In : # We can sum on a boolean column to get a count of duplicate order line items df['is_duplicated'].sum() Out: 13372
Ok, so this isn’t just a few records here and there that are a problem, our dataset contains 13,372 line items that have been marked as being duplicates. Before we look to do any cleanup, let’s further understand the impact of this dirty data. Let’s find out how many duplicate units are in our dataset, we would expect at least 13,372 units but there is a high likelihood that customers often purchase more than one unit of any given SKU.
Like we did in the previous step, let’s sum up the number of items purchased that were marked as being duplicates in our dataset.
In : # Now let's quantify the impact of duplicate line items in terms of over counted units sold df[df['is_duplicated']].order_item_quantity.sum() Out: 63234.0
Had we not taken a critical look at the quality of our data, we could have very easily jumped ahead in our analysis and summarized last year’s sales data, reporting back to management an extra 63,234 units that we actually didn’t sell last year. This is getting serious.
Let’s see what the impact to revenue is. In order to get the impacted revenue, we will add a new column to our DataFrame which will be the line item total for each row in the dataset. To get this value, we will multiple quantity purchased by the item cost, for each row.
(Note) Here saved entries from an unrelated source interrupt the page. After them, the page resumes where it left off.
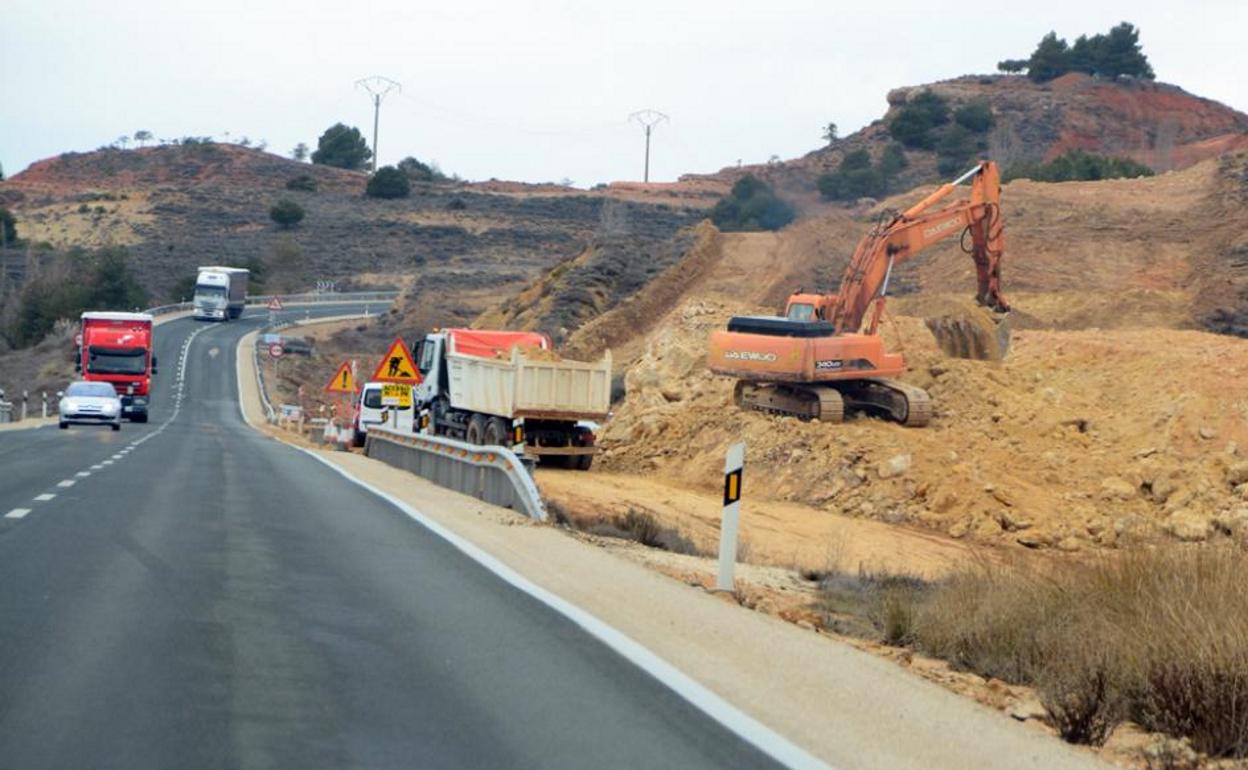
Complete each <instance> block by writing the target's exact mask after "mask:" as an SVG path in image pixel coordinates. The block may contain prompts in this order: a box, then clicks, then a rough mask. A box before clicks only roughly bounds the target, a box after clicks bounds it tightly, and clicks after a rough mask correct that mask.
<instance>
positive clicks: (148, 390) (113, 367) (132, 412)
mask: <svg viewBox="0 0 1248 770" xmlns="http://www.w3.org/2000/svg"><path fill="white" fill-rule="evenodd" d="M77 342H79V354H77V362H76V364H75V368H76V369H77V371H79V372H81V373H82V379H87V381H92V382H107V383H109V384H111V386H112V387H114V389H116V391H117V396H120V397H121V414H122V417H126V418H129V419H130V421H131V422H147V406H149V402H150V398H151V381H152V376H155V374H156V353H155V352H154V351H152V317H151V316H149V314H147V313H114V312H87V313H82V331H81V332H80V333H79V341H77Z"/></svg>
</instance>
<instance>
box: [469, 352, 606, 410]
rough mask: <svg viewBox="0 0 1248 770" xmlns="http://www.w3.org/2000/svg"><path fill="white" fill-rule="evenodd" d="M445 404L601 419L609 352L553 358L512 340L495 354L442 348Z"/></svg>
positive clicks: (469, 406) (473, 408)
mask: <svg viewBox="0 0 1248 770" xmlns="http://www.w3.org/2000/svg"><path fill="white" fill-rule="evenodd" d="M447 369H448V372H447V373H448V378H449V384H451V406H452V407H454V408H457V409H467V411H472V412H480V413H484V414H497V416H499V417H507V418H513V419H514V418H519V417H524V418H534V419H565V421H575V419H603V418H605V417H607V412H608V409H609V408H610V403H612V356H610V353H609V352H608V353H605V354H604V356H603V358H602V359H600V361H598V362H594V363H585V362H580V361H558V359H554V356H552V354H550V353H548V352H547V351H542V349H532V348H530V349H524V348H523V347H520V346H513V347H510V349H509V351H508V354H507V356H505V357H504V356H499V357H485V356H472V354H466V353H463V352H461V351H458V349H457V344H456V337H454V336H451V342H449V347H448V349H447Z"/></svg>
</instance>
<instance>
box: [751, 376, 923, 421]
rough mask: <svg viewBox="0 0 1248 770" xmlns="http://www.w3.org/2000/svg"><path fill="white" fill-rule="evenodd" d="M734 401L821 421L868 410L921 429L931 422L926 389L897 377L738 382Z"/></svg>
mask: <svg viewBox="0 0 1248 770" xmlns="http://www.w3.org/2000/svg"><path fill="white" fill-rule="evenodd" d="M734 401H735V403H736V406H738V407H740V408H743V409H754V411H755V412H766V413H769V414H782V416H786V417H796V418H799V419H814V418H819V421H820V422H830V423H839V422H844V421H845V412H846V411H855V412H867V413H870V414H877V416H880V417H885V418H887V419H891V421H892V422H897V423H901V424H904V426H906V427H907V428H921V427H924V426H926V424H927V423H929V422H931V418H932V403H931V397H930V396H927V391H925V389H922V388H919V387H915V386H912V384H906V383H904V382H900V381H896V379H847V381H842V382H836V383H829V384H817V386H815V384H812V386H791V384H775V383H756V382H745V381H741V382H738V383H736V391H735V392H734Z"/></svg>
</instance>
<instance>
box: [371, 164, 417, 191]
mask: <svg viewBox="0 0 1248 770" xmlns="http://www.w3.org/2000/svg"><path fill="white" fill-rule="evenodd" d="M411 191H412V182H409V181H408V178H407V175H406V173H403V172H402V171H399V170H398V168H396V167H394V166H382V167H381V168H378V170H377V173H374V175H372V176H371V177H368V186H367V187H366V188H364V195H367V196H368V197H371V198H406V197H407V195H408V193H409V192H411Z"/></svg>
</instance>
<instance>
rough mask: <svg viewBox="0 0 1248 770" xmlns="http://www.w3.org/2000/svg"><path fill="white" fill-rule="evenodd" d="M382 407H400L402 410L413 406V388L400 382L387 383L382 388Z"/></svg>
mask: <svg viewBox="0 0 1248 770" xmlns="http://www.w3.org/2000/svg"><path fill="white" fill-rule="evenodd" d="M382 406H383V407H398V408H401V409H407V408H411V406H412V386H409V384H403V383H399V382H387V383H386V384H383V386H382Z"/></svg>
Once we have the total for each line item, we can again sum all of the duplicated line items, this time using our revenue value.
In : # With Python, we can use 'vectorizing' to multiple two columns and place the result in a new column # This saves us from having to loop over every row in our sales data df['line_item_total'] = df.order_item_quantity * df.order_item_cost_price # We can use our boolean sum shortcut again to get the sum of revenue from duplicated order line items df[df['is_duplicated']].line_item_total.sum() Out: 4736155.8047346813
DON’T SEND THAT EMAIL!!!
Jobs are on the line now, our dataset contains an overstated revenue of $4,736,155. Good thing we caught this before any numbers were published.
Let’s clean this data up, so we can move forward with our 2015 sales analysis.
In : # We are only interested in the non-duplicated order line items, so let's get those now df_nodup = df.loc[df['is_duplicated'] == False]
It’s always a good practice to constantly check our work. Let’s do a quick sanity check to make sure we have gotten rid of the problematic duplicate data.
In : # Let's do a quick sanity check to make sure we now have a dataset with no identified duplicate order line items df_nodup[df_nodup['is_duplicated']].line_item_total.sum() Out: 0
I feel so much better that we took the time to properly prepare our data before we jumped to building the pretty visualizations for the board members, don’t you?
Let’s export this cleaned up dataset so that we can do additional analysis of our 2015 sales data without having to remove all the duplicate data again.
In : # Finally let's save our cleaned up data to a csv file df_nodup.to_csv('2015sales_nodup.csv', encoding='utf-8')
If you find this framework for identifying duplicate data helpful, you are more than welcome to use, extend, improve, the code in order to solve your unique data challenges.